Olivepage wrote:Perhaps we should suspend the debate waiting for the auditor's report.
RNLI 2007
The free reserves (what windy refers to as capable of supporting the RNLI for 2 yrs with zero income) are at 12 months, not 2 yrs.
The capital reserve including the free reserve is £280m of which £160m is directed reserve ie it comes from a donation for which the giver has specified how the legacy will be spent.
The £280m is invested £121m in equity, £14m in property, £52m in fixed interest, £13m in cash and £81m in real/absolute return fund. Taking a weighted average, the total loss on these investments *could* be £32m as at this morning.

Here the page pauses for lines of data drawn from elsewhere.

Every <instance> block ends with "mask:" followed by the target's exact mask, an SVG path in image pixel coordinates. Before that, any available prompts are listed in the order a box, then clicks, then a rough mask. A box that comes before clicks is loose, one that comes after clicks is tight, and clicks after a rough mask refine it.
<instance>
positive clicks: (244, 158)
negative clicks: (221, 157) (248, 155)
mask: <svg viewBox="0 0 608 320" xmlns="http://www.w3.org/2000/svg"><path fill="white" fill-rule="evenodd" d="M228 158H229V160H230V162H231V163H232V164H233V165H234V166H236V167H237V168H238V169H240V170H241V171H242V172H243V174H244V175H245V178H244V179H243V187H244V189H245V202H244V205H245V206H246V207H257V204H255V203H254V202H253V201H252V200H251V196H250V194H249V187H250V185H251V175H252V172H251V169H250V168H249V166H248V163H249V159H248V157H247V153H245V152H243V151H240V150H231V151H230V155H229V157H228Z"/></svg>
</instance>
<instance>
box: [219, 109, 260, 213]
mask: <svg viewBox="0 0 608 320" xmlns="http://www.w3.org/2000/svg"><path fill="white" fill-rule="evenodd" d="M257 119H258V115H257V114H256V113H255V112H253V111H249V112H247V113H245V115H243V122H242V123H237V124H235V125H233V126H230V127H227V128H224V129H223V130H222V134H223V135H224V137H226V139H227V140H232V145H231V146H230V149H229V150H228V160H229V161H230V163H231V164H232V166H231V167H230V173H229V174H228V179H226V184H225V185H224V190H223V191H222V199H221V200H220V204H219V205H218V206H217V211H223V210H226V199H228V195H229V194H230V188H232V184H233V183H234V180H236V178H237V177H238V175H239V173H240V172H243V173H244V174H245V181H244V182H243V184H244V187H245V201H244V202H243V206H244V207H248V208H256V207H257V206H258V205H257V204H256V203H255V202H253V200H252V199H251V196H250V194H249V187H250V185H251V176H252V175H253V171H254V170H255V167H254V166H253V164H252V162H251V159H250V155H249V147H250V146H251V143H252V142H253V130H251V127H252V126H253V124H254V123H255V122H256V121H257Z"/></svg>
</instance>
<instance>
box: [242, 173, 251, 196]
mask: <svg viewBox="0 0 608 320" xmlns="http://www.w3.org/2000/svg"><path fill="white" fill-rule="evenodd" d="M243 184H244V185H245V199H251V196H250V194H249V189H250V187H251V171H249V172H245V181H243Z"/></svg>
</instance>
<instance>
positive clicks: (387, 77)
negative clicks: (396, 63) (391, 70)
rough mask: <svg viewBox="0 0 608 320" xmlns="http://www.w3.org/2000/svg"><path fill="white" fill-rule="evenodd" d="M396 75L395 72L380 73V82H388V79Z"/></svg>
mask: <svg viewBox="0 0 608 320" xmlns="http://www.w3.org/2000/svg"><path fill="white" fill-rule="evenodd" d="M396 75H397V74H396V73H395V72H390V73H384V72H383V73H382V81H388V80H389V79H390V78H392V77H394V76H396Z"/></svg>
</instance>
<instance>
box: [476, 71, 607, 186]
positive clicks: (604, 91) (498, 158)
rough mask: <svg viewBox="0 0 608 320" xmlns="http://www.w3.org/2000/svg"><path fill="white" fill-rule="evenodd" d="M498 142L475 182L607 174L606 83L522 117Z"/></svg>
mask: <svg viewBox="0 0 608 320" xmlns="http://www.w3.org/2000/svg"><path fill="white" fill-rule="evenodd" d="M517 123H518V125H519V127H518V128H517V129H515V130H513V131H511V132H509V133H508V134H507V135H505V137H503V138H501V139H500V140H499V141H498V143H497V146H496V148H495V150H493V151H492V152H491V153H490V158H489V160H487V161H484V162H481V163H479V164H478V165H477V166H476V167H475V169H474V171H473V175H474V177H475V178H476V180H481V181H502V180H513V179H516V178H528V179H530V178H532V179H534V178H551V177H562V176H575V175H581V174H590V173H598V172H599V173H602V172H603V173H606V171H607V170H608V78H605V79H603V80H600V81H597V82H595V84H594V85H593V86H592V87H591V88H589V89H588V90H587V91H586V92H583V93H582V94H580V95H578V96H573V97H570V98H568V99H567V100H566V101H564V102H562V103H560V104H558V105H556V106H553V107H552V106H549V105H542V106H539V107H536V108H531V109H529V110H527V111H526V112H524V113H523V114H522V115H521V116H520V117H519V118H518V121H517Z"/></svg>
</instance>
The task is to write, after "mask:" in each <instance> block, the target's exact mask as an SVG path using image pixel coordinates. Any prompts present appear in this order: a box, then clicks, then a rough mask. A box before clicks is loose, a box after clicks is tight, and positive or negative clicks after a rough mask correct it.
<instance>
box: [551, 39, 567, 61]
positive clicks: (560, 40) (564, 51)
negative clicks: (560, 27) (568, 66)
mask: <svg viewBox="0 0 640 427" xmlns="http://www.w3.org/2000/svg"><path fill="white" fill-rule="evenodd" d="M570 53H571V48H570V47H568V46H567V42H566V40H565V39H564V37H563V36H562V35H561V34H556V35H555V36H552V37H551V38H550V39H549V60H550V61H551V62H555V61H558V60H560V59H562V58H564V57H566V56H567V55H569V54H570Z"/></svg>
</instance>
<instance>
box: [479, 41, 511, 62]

If you then reduce the free reserve proportionately, the reserve stands at 10months. Earlier this decade the RNLI did some sums under the scrutiny of the government & Charity Commissioners and restated their free assets requirement from 1 to 3 years free assets to 8 to 16months. Some vehemently objected to this because it was part of this governments assumption that, to put it crudely, the good times would continue ad infinitum. It was the same strategy that forced pension funds to divest their surpluses. What the strategy did was to increase expenditure in the UK economy at the expense of the holders long term security.
The suggestion earlier by another that the RNLI was not a business and that "you don't get it" is an utterly abysmal misunderstanding of what the RNLI are engaged in.